Rosa Parks Day also known as the Day of Courage

The River of Pride Rosa Parks Day

On December 1, 1955, African American seamstress Rosa Parks was traveling in a Montgomery City bus when the bus driver asked her to vacate her seat for a white man. The driver’s request was standard practice of racial segregation in buses at the time. Rosa Parks refused to leave her seat on the grounds of fairness, freedom and equality. As a result, she was arrested and convicted of violating the laws of segregation, known as the “Jim Crow” laws. She appealed her conviction and formally challenged the legality of segregation. At the same time, civil rights activists, including Martin Luther King Jr, boycotted the Montgomery bus system.

The boycott lasted for 381 days, into December 1956, when the U.S. Supreme Court ruled that the segregation law was unconstitutional and the Montgomery buses should be integrated. This boycott kick-started other civil rights protests throughout the U.S. Over the years, the Rosa Parks bus has become a symbol of the fight for equal rights. It has been fully restored and is now displayed in the Henry Ford Museum. Rosa Parks’ Day, on February 4, is also known as the Day of Courage.
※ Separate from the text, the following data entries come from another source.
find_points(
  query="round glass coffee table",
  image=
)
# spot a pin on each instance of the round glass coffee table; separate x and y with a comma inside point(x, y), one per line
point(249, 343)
First Nationwide Bisexual Gathering

The River of Pride First Bisexual Nationwide Gathering

A group of 75 bisexuals marched in the 1987 March On Washington For Gay and Lesbian Rights, which was the first nationwide bisexual gathering. The article “The Bisexual Movement: Are We Visible Yet?“, by Lani Ka’ahumanu, appeared in the official Civil Disobedience Handbook for the March. It was the first article about bisexuals and the emerging bisexual movement to be published in a national lesbian or gay publication.